Resistance to dieldrin gene (Rdl)
The broad-spectrum chlorinated cyclodiene insecticide endosulfan (C9H6Cl6O3S) has been used in many countries in an attempt to control H. hampei, but due to its human and environmental toxicity, the insecticide has been banned in at least 70 countries1. Mutations (Ala-302 → Ser) in the Rdl gene (resistance to dieldrin), which encodes the γ-aminobutyric acid subtype A (GABAA) receptor, are responsible for the resistance to the cyclodiene group insecticides in many insects, including A. aegypti, D. melanogaster, Musca domestica, Periplaneta americana, and T. castaneum46. A genomic sequence of the H. hampei Rdl gene from an endosulfan resistant strain was deposited in GenBank (AF037324)47 and contains the Ala → Ser resistance mutation at an equivalent position. Hypothenemus hampei resistance to endosulfan has been reported in New Caledonia48 and molecular detection of the cyclodiene resistance gene Rdl has been demonstrated in insects from New Caledonia47,49 and Colombia50.

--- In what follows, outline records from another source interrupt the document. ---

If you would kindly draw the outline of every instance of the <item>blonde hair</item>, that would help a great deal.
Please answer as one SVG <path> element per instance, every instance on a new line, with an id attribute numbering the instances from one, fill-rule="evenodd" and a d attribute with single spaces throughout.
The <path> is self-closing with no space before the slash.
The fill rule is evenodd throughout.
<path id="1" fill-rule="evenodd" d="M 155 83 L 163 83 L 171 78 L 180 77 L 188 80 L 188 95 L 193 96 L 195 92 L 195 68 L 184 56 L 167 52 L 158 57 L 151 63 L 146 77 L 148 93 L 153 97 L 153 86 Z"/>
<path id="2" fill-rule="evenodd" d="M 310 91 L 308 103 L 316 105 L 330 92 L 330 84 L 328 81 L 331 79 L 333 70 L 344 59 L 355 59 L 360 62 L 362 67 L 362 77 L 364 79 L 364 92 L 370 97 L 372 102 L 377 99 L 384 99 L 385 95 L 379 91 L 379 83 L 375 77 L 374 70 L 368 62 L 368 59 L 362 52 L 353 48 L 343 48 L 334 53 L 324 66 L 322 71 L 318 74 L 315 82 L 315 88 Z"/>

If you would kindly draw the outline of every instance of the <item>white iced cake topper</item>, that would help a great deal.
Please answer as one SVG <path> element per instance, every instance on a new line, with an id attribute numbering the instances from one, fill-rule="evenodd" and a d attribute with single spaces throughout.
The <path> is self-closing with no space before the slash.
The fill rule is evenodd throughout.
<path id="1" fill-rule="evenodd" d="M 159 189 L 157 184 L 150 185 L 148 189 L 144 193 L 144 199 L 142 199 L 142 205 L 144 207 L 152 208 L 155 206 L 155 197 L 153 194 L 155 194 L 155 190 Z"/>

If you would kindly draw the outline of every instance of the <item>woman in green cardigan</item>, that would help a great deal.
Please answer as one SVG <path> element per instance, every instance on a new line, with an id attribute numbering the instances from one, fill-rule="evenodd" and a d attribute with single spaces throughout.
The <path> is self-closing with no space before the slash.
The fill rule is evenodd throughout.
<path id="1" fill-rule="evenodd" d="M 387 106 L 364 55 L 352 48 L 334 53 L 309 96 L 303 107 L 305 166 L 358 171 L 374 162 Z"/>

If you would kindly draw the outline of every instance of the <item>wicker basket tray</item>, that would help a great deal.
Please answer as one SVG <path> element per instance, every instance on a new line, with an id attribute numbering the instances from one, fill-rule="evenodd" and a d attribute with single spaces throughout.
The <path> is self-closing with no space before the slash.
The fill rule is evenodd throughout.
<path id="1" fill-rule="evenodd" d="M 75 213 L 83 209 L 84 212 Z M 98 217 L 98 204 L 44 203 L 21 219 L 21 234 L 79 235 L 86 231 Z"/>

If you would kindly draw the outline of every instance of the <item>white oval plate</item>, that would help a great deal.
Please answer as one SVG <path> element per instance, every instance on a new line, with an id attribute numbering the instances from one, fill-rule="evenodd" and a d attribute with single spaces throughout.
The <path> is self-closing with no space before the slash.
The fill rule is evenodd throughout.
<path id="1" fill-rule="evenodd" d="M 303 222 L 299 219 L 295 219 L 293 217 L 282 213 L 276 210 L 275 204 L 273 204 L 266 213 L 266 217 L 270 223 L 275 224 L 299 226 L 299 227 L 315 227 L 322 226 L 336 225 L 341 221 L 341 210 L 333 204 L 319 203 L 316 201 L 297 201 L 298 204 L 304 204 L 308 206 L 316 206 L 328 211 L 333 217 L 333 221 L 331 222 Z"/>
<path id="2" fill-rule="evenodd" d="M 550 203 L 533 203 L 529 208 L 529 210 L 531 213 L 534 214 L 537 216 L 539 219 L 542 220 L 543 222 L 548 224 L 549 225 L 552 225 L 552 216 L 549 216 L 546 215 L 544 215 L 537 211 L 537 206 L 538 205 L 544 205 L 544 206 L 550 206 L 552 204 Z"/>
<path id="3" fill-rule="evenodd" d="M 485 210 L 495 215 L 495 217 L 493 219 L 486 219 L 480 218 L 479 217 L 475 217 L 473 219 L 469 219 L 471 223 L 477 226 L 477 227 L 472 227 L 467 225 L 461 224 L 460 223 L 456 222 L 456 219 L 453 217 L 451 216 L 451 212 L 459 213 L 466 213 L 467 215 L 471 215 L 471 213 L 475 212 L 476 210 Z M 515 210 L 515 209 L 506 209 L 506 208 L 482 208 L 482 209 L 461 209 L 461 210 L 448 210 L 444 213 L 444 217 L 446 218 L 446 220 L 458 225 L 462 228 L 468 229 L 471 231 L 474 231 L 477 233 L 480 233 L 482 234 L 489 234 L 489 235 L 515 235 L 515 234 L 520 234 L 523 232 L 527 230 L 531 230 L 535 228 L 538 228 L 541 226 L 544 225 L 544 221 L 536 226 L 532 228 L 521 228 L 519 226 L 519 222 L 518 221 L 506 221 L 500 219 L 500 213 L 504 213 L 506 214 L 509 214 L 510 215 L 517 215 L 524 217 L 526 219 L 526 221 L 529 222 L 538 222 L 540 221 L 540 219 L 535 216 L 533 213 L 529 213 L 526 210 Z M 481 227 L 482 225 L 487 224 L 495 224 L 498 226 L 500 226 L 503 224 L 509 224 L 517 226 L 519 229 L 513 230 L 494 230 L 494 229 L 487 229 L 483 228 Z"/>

The H. hampei Rdl gene is located on scaffold 355 in the draft genome. The gene predicted by GenMark/EVM shows 98% nucleic acid identity to GenBank accession AF037324 over its entire length. However, very few RNA-seq reads align to this locus and the transcript is not fully reconstructed using SOAPdenovo-Trans or Cufflinks. The translation of the predicted gene aligns with the protein sequence of the T. castaneum GABA receptor isoform X1 (BLAST e-value 0.0, 77% amino acid identity) and shows a serine at an equivalent site to the resistance mutation that has been reported in endosulfan resistant flies, beetles and other insects. The insects used to establish the laboratory colony used in the present study originated in Colombia and have been under continuous rearing in the laboratory for ca. 10 years and hundreds of generations, indicating that even though there is no longer selective pressure, the resistant form of the gene has been maintained.
Pathogen Defense Genes
Insects have a complex pathogen defense system that consists of pathogen recognition, humoral responses (antimicrobial peptides), cellular responses, melanization, and intracellular defenses (RNAi)51. A variety of lectin genes potentially involved in pathogen recognition were detected in the H. hampei draft genome. These include lectin C, mannose and galactose binding lectins, as well as peptidoglycan receptor proteins (see below). The regulatory protein gene Spätzle was also present. A prophenoloxidase gene with 77% homology to two Tribolium prophenoloxidases (XM_008196766.1 and NM_001039433) was present in the draft genome, although it was annotated during our analysis as Hemocyanin_C , 6586. Several serpin genes, which can regulate the phenoloxidase activity in insects and shrimps52, do occur in the draft genome. Two Dicer genes, which are involved in the RNA interference (RNAi) process, were also present in the draft genome.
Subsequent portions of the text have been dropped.